No one out there other than us cares or understands right to repair. They hire a plumber when the tap stops working. They hire a roofer when the roof leaks.

The reality is that right to repair is actually a pretty stupid thing because it compromises on numerous things: Firstly it allows the vendor to shift liability onto the end user quickly. 1y warranty, then on your own for service. Secondly it doesn't solve the problem which is device longevity and service support.
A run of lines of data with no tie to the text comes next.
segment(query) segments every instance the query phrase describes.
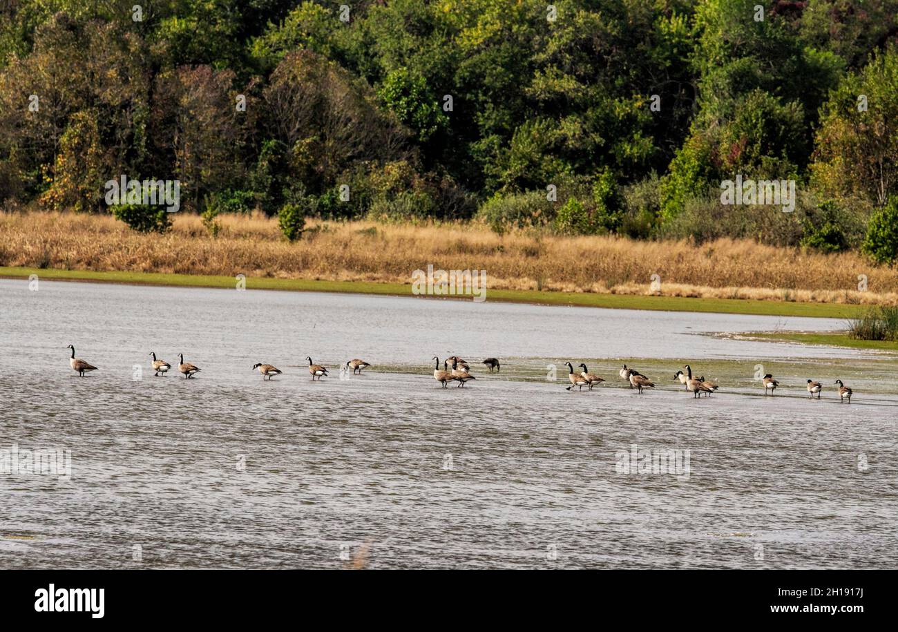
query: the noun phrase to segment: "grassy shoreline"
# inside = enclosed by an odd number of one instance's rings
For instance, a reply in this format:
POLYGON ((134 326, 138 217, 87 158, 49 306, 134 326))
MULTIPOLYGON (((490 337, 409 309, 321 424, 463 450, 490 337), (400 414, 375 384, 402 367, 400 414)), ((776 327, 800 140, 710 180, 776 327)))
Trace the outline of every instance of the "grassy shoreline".
POLYGON ((795 342, 801 345, 843 347, 851 349, 898 351, 898 342, 891 340, 858 340, 842 331, 757 331, 739 336, 740 338, 768 342, 795 342))
MULTIPOLYGON (((179 287, 233 288, 233 276, 214 275, 187 275, 158 272, 98 272, 28 267, 0 267, 0 277, 25 278, 36 274, 40 279, 54 281, 84 281, 119 283, 142 285, 172 285, 179 287)), ((302 278, 246 277, 246 288, 251 290, 279 290, 290 292, 338 292, 395 296, 412 296, 411 285, 400 283, 374 281, 323 281, 302 278)), ((451 297, 468 300, 470 297, 451 297)), ((683 296, 654 296, 580 292, 536 290, 489 290, 488 301, 527 303, 541 305, 601 307, 607 309, 649 310, 662 312, 699 312, 737 313, 762 316, 804 316, 810 318, 853 318, 864 309, 860 305, 829 304, 820 303, 756 301, 750 299, 691 298, 683 296)))

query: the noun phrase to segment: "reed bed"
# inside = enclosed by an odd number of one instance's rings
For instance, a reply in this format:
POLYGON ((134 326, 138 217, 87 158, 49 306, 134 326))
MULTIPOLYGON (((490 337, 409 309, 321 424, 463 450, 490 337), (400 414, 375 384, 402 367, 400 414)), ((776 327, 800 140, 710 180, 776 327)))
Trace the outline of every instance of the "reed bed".
POLYGON ((486 270, 493 289, 898 304, 898 270, 853 252, 365 221, 310 221, 303 239, 289 243, 264 215, 218 221, 213 238, 198 216, 186 214, 160 235, 135 233, 110 215, 4 213, 0 266, 410 283, 413 270, 432 264, 486 270), (653 275, 660 286, 653 286, 653 275))

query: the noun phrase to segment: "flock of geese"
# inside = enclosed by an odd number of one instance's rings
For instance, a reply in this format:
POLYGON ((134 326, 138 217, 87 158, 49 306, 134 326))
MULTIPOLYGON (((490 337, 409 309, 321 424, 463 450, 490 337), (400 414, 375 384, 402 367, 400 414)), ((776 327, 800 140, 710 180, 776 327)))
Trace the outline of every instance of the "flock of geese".
MULTIPOLYGON (((84 377, 84 373, 90 373, 91 371, 96 371, 97 367, 91 364, 84 360, 76 358, 75 356, 75 347, 69 345, 66 348, 72 350, 72 356, 69 359, 69 364, 72 369, 75 371, 79 375, 84 377)), ((153 358, 151 366, 153 367, 154 374, 155 376, 164 375, 172 369, 172 364, 165 362, 164 360, 160 360, 156 357, 155 353, 150 352, 149 356, 153 358)), ((316 364, 312 361, 312 357, 306 356, 306 360, 309 361, 309 373, 312 375, 312 380, 314 382, 316 379, 321 381, 322 377, 328 376, 328 369, 321 364, 316 364)), ((476 380, 473 375, 471 374, 471 365, 457 356, 452 356, 447 357, 443 361, 443 366, 440 368, 440 359, 437 356, 431 358, 436 362, 434 367, 434 379, 440 382, 444 389, 447 388, 449 382, 458 382, 458 387, 464 386, 467 382, 471 380, 476 380), (449 363, 452 362, 452 368, 449 368, 449 363)), ((495 369, 497 373, 499 372, 501 366, 499 364, 498 359, 495 357, 488 357, 480 362, 481 364, 486 365, 489 369, 489 373, 492 373, 495 369)), ((568 391, 573 390, 576 386, 578 391, 583 391, 583 387, 585 386, 590 391, 596 384, 601 384, 605 382, 604 378, 599 377, 598 375, 589 372, 586 364, 580 363, 577 365, 577 369, 583 369, 582 371, 575 371, 574 365, 570 362, 566 362, 565 365, 568 367, 568 378, 570 380, 570 386, 567 387, 568 391)), ((371 364, 365 360, 359 360, 355 358, 349 360, 343 366, 343 369, 347 372, 352 370, 354 375, 360 375, 362 371, 371 366, 371 364)), ((682 383, 685 390, 693 394, 694 398, 701 397, 702 393, 706 396, 710 397, 711 393, 716 391, 719 386, 713 382, 709 382, 705 380, 705 376, 692 377, 692 367, 686 364, 682 368, 686 369, 686 373, 682 371, 677 371, 674 374, 674 379, 678 380, 682 383)), ((275 375, 280 375, 283 372, 276 366, 271 364, 266 364, 263 363, 256 363, 252 365, 252 370, 258 370, 262 376, 262 380, 271 380, 275 375)), ((191 364, 189 362, 184 362, 184 355, 178 354, 178 372, 183 373, 186 379, 193 377, 196 373, 199 373, 199 367, 195 364, 191 364)), ((649 380, 647 377, 640 373, 638 371, 633 368, 628 367, 626 364, 623 368, 618 372, 623 380, 629 382, 629 388, 637 389, 638 393, 641 395, 645 389, 654 389, 656 384, 654 382, 649 380)), ((767 391, 770 391, 770 395, 776 394, 776 390, 779 386, 779 382, 773 379, 773 375, 767 373, 762 380, 762 383, 764 387, 764 395, 767 395, 767 391)), ((849 404, 851 403, 851 394, 852 391, 849 387, 842 383, 841 380, 836 380, 835 384, 839 386, 839 399, 840 401, 848 401, 849 404)), ((807 396, 808 398, 813 398, 814 395, 817 399, 820 399, 820 393, 823 390, 823 384, 819 382, 814 382, 813 380, 807 381, 807 396)))

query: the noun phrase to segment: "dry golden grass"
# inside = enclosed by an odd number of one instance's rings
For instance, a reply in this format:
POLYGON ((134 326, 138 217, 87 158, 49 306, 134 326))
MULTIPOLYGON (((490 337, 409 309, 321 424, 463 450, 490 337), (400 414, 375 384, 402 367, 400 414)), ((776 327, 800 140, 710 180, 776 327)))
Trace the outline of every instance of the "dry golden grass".
POLYGON ((213 239, 189 215, 164 235, 145 235, 109 215, 0 214, 0 266, 410 283, 413 270, 433 264, 486 270, 492 289, 648 294, 656 274, 660 294, 672 296, 898 304, 898 270, 856 253, 372 222, 310 222, 313 230, 291 244, 262 215, 219 223, 213 239))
Thirdly, it still pushes the environmental responsibility of the device onto the end user rather than the vendor.

We should throw right to repair in the hype bin where it belongs and force vendors to support the device for a reasonable lifetime on the software and hardware front (5 years minimum) and if they do not fulfil their obligation have a pro-rata return refund for anything that isn't serviceable ore replaceable. At the end of life, they should give you cash back and be forced to recycle it for materials.
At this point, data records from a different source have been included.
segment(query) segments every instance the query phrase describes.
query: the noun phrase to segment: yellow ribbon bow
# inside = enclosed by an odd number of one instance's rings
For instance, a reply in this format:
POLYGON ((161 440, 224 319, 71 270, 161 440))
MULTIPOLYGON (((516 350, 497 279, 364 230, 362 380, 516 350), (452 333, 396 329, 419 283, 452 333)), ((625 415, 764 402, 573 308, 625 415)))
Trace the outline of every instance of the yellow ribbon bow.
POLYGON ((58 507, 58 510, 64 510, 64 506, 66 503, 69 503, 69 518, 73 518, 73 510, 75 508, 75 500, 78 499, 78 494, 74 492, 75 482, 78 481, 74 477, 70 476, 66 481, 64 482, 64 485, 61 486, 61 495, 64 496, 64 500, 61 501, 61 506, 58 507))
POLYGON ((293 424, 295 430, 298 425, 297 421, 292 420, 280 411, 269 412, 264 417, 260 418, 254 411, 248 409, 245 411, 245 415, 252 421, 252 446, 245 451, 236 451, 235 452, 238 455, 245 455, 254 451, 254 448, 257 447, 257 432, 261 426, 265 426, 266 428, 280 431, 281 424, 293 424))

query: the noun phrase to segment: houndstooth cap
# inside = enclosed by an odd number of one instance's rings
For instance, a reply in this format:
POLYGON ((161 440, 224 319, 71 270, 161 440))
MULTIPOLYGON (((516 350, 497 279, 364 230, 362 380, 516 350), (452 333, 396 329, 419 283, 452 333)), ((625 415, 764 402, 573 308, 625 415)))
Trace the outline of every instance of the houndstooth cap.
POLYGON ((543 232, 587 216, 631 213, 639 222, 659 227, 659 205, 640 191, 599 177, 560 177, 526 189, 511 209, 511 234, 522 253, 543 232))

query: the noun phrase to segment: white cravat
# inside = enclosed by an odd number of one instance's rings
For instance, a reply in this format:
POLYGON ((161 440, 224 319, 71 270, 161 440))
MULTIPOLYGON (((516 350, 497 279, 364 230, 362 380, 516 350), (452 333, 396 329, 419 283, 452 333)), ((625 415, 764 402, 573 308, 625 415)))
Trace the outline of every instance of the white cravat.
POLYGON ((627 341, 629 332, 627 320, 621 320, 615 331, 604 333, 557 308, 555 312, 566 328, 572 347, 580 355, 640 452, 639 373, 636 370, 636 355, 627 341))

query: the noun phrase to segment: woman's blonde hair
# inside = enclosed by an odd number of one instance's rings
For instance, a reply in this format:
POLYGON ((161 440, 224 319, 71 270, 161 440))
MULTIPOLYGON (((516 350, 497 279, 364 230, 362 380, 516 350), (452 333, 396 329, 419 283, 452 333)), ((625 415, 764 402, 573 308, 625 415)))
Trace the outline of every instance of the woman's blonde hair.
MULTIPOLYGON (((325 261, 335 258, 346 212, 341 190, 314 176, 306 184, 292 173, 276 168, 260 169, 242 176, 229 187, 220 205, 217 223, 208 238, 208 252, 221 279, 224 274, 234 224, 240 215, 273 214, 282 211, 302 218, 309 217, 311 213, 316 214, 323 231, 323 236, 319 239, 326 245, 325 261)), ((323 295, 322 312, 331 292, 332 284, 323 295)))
This applies to more than just phones for ref. Everything from washing machines to cars needs environmental and consumer protection legislation, not an empty marketing policy of "right to repair"

tl;dr: we've been conned by marketing of self repair nostalgia into accepting a worst environmental and customer-centric outcome.
bd139:

--- Quote from: Brumby on May 10, 2022, 01:44:28 am ---The "Orderable Parts" list is rather short, IMHO.  I would like to see that expand.  It is also painfully devoid of any technical detail.
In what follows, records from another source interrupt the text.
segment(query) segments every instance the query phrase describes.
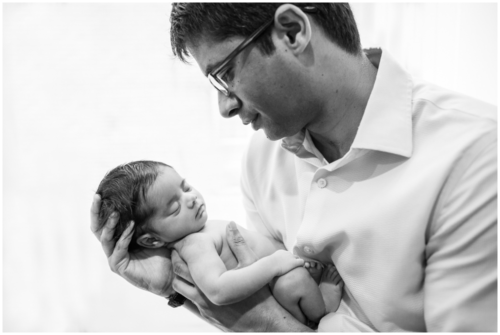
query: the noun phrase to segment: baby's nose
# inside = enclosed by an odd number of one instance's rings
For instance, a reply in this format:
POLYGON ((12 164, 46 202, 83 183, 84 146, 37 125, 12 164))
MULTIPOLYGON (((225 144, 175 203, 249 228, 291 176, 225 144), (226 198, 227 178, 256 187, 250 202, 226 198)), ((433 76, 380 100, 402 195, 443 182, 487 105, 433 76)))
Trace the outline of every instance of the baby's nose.
POLYGON ((194 204, 196 204, 196 200, 198 198, 196 194, 190 194, 190 198, 188 200, 188 203, 192 208, 194 206, 194 204))

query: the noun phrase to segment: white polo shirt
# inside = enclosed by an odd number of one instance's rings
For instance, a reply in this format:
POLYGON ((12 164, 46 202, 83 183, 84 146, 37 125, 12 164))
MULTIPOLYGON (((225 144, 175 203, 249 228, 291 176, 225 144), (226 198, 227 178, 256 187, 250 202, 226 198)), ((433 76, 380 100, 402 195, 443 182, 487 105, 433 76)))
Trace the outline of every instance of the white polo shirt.
POLYGON ((253 136, 249 227, 332 262, 345 282, 319 331, 496 331, 496 114, 412 78, 384 50, 342 158, 328 164, 305 130, 253 136))

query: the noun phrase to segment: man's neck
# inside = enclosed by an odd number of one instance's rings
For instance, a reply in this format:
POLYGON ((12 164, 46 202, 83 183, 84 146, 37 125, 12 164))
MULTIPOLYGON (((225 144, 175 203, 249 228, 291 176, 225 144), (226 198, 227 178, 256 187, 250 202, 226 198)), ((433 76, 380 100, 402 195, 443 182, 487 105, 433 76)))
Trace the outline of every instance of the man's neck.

Do we know if Apple will ease on their stance regarding (for example) prohibiting chip suppliers from selling to third party repairers?

--- End quote ---

That's the nature of modern devices and a big point of this thread.

At a high level, the only realistically serviceable components are at module level at this point. When I say realistically, I mean in a commercially viable scenario. No vendor is going to set up a supply chain for individual parts for board level repair. It makes no economic sense whatsoever to do this when the post-repair manufacturing test cases would need to be executed on rather large and expensive kit. What you end up with board level repair is an unvalidated system and the vendor would not risk their reputation on shipping that. Independent repairers (and I've pissed off Rossman on here before) do not do that validation and do not necessarily provide working kit after repair. It looks like it works but might not. Enough for data recovery, yes, but that's about it.

It's being terribly dishonest that a mechanical board level repair on a complex SoC is fit for purpose when you have no way of validating that other than it POSTing.

Also the default nature of supply chains is exclusive and is concerned with protecting intellectual property. If you start selling chips then your entire supply chain and IP is compromised. I certainly wouldn't entertain that approach if I was bringing a product to market that I was selling. Incidentally some of the parts, at least in my MacBook Pro are off the shelf and shipped by TI and Intel. The ASICs are however ASICs and the supply chain is not open. I have insurance and an expected lifespan, which is the correct approach to handling assets like that.
Brumby:

--- Quote from: bd139 on May 10, 2022, 10:38:22 am ---Also the default nature of supply chains is exclusive and is concerned with protecting intellectual property. If you start selling chips then your entire supply chain and IP is compromised.

--- End quote ---
Sorry.  I don't see that as a valid concern in any way, shape or form.

Why? ... Simple.  You've already sold the chip when you sell the product!

Anybody that would be in a position to compromise IP wouldn't have a problem buying a device and ripping into the chips.  Preventing the direct sale of chips does NOTHING the protect intellectual property since the chips are already out in the wild.

Please ... tell me how you think it would.